Saint Cecilia is small. It’s barely bigger than a legal pad, but it holds an entire universe of geometric obsession. Filiger took the old bones of Byzantine icons and dressed them in math. He used gouache and heavy gold leaf to create something that feels less like a painting and more like a relic found in a tomb. The surface is flat and mystical. It refuses to let you in.
The Sâr Péladan was the high priest of the occultist salons. He thought Filiger was the chosen one. He saw the ideal artist in a man who barely wanted to be seen. While the Parisian elite praised his genius Filiger stayed in his isolation. He was not painting for them. He was painting because the patterns in his head would not let him rest.

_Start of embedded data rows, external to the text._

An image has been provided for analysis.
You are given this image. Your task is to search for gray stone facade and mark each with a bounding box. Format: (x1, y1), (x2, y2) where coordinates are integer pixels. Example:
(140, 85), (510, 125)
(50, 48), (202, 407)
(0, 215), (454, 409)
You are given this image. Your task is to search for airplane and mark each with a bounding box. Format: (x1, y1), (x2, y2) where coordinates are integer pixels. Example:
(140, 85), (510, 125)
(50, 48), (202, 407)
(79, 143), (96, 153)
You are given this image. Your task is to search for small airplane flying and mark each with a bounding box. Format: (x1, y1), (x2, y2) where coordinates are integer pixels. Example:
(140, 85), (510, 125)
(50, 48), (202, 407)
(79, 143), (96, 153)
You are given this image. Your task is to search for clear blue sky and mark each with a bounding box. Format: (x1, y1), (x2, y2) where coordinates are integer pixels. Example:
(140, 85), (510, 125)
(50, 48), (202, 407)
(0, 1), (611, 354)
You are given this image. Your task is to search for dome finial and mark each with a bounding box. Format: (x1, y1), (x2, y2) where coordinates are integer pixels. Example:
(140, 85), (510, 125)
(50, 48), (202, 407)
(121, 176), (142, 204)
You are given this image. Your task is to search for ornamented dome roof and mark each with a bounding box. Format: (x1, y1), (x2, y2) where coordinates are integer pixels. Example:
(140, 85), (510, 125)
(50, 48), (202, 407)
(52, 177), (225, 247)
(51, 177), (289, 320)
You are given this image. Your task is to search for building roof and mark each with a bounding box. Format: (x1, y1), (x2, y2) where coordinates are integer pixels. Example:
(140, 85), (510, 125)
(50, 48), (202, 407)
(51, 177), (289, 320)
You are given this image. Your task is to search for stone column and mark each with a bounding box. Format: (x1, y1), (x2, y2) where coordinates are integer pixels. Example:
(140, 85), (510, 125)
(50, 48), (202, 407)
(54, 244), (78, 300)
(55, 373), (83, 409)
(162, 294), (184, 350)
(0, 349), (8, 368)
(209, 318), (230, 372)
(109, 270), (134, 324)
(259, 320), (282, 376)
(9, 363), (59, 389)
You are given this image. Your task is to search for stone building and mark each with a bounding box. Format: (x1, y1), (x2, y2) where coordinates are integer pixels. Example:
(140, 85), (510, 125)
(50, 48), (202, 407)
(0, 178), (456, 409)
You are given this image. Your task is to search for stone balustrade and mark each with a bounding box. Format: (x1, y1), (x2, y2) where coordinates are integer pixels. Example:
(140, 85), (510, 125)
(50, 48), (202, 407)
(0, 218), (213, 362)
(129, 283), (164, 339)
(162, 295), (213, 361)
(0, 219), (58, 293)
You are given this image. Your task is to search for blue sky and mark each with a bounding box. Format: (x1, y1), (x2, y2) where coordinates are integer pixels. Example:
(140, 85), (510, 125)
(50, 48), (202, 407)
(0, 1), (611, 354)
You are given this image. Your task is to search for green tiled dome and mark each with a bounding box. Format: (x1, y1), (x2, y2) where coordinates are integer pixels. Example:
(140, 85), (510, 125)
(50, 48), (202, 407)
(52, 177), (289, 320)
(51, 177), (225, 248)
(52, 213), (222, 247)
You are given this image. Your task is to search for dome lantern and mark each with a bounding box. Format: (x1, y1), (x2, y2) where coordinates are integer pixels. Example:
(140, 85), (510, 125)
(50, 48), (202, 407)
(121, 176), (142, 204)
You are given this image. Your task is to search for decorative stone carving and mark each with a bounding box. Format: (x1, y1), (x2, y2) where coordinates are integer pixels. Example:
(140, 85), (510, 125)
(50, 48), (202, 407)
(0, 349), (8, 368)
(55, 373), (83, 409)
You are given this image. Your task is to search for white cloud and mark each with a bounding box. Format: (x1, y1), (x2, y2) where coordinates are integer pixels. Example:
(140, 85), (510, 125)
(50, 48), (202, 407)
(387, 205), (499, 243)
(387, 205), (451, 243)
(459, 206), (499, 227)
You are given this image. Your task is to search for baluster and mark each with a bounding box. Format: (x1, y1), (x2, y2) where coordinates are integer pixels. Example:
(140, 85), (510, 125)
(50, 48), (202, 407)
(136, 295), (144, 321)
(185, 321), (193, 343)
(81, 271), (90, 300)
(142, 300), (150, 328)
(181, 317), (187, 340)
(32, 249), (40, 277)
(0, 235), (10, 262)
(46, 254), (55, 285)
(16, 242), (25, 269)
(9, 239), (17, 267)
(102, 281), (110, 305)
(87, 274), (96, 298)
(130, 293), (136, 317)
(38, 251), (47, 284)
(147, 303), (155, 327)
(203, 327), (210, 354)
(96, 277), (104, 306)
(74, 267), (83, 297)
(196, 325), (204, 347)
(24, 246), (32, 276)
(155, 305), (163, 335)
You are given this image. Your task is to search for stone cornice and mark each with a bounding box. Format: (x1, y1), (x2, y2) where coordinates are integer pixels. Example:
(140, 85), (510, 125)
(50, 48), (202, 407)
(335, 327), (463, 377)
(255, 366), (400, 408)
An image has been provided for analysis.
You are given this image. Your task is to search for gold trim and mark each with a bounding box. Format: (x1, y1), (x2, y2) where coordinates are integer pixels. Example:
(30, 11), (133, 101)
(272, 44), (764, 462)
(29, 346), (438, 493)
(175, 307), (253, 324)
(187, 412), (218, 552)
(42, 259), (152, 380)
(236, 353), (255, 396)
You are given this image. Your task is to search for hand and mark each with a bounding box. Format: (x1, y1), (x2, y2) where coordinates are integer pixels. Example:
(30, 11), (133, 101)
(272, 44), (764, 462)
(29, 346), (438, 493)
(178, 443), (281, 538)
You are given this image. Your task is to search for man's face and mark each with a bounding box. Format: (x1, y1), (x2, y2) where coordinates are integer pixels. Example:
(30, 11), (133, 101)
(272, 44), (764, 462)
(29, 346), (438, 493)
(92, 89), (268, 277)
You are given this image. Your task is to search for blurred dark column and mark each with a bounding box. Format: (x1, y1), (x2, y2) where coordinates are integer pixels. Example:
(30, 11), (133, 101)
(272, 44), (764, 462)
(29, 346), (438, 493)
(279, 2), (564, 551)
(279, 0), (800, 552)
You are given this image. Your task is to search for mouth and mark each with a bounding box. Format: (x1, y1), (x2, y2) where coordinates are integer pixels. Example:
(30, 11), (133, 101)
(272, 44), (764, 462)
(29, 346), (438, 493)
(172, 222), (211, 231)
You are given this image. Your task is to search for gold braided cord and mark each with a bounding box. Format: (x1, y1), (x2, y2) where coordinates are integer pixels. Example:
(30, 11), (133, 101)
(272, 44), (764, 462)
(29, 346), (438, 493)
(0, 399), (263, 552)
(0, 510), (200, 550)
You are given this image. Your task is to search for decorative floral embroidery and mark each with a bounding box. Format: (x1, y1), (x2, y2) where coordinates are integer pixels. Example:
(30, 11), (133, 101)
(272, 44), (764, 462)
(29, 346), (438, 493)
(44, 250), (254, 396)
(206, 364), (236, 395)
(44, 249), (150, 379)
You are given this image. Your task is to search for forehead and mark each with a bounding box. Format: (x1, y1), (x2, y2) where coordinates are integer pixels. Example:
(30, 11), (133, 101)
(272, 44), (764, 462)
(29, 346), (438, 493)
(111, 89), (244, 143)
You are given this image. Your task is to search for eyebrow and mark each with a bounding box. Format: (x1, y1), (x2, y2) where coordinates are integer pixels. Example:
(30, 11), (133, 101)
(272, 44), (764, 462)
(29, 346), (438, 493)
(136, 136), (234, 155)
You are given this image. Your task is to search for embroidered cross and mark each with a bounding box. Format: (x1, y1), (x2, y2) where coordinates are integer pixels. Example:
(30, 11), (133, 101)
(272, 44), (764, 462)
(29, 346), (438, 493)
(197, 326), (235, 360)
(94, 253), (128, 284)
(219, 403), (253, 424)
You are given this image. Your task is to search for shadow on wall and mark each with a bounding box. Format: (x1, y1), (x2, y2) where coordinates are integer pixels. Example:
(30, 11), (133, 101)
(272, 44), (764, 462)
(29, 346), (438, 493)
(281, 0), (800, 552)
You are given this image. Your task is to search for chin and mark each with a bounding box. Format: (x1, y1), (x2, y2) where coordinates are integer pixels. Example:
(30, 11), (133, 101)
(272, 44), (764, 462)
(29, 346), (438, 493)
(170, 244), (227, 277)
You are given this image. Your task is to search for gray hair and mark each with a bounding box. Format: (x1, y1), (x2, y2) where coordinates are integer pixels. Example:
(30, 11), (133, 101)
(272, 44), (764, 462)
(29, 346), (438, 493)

He turned the patron saint of music into a grid of gold and color. It is a quiet riot of precision, the work of a man who found God in the angles and the gold leaf while everyone else was just looking for a good time. He died in 1928 and left behind a world that still struggles to map his mind.
References
Filiger, Charles. Saint Cecilia. 1893. Gouache and Gold on Paper. Private Collection.
Pincus-Witten, Robert. Occult Symbolism in France. New York, Garland, 1976.
Greenwood, Michael. The Symbolist Movement. London, Phaidon, 1995.